= Clann Credo =

Clann Credo is a Social Investment Fund in Ireland founded by Sr Magdalen Fogarty and the Presentation Sisters in 1996. Its goal is to make capital available to community-focused enterprises to promote their growth. Whilst the model of Social Finance was a well-developed one in the United States, with a capacity of almost $1.8 billion by 2000, at the fund's inception in 1996 there were no such funds in Ireland. The fund is a not-for-profit organization with charitable status.

The Presentation Order funded a pilot project to test the alternative investment model the sisters had in mind. The Presentation Sisters advanced Greencaps £12,000, which was quickly paid back with interest. Greencaps Workers Cooperative creates jobs in Dublin Airport for young unemployed people from Ballymun, which is still trading as of 2009. The success of this pilot led to the formation of Clann Credo in 1996. As of 2008 over €17 million cumulative has been placed with projects, and the fund has invested in over 140 projects worldwide.

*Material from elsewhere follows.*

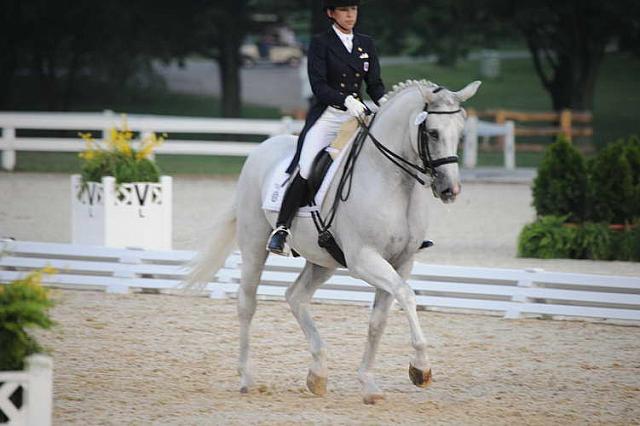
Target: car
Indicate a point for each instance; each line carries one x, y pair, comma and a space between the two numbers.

The President of Ireland, Mary McAleese said in an address to the group in 2006:

Clann Credo plays a truly invaluable role in giving practical effect to our moral responsibility for the social progress of the poor and the overlooked. You have meshed commercial acumen with the common good, created partnerships with established structures and given communities access to the funding and the confidence they needed to change their own futures for the better.

==Projects==
Projects aided by the fund include:
- the Rathmore Social Action Group in County Kerry
- the Ballybane Community Centre in Ballybane, Galway City
- the Dunhill, Fennor, Boatstrand and Annestown (DFBA) Community Enterprises in County Waterford
- a rural housing project in Roscommon
- independent parenting services in Galway
- transport services for people with disabilities in north Dublin
- a horse riding centre for young people with special needs in Bray, County Wicklow

Clann Credo is the primary investor behind the Irish telecomms group GreenComm, which was developed to help raise funds for Irish charities including the Alzheimer's Society, Barnardos, the Chernobyl Children's Project, Irish Hospice Foundation, UNICEF Ireland, the ISPCC, Jack & Jill Children's Foundation and Temple Street Children's University Hospital.

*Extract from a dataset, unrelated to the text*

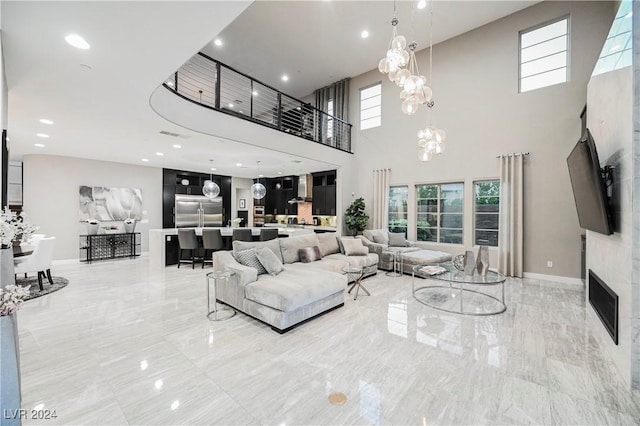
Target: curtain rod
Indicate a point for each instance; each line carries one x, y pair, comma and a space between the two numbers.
513, 154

The fund has targeted rural-based jobs in Ireland, including loans for job creation projects in areas of low employment. Bioshell near Belmullet is a rural-based organisation that has benefited from funding from Clann Credo since 1998 and as of 2006 employed 23 staff, manufacturing dietary supplements.

Clann Credo was also one of the financial contributors to Ballyhoura Food Centre (Hospital) Limited, a specialist food project in west Limerick which provides a 17000 sqft factory with a custom-designed clean-room environment, acting as an incubator unit for new food companies. As of 2006 there were three food companies in the centre, employing 20 people.

The fund is a founding member of Roscommon Social Finance, a collaboration in County Roscommon with the Roscommon Integrated Development Company, local credit unions and the Roscommon County Development Board. This social finance group provides alternative finance options and accessible loans for voluntary and community groups in the county.

In July 2006, in response to proposals by Clann Credo, the Irish government set up the Social Finance Foundation with initial seed capital funding of €25m from the banking sector through its representative body, the Irish Banking Federation (IBF).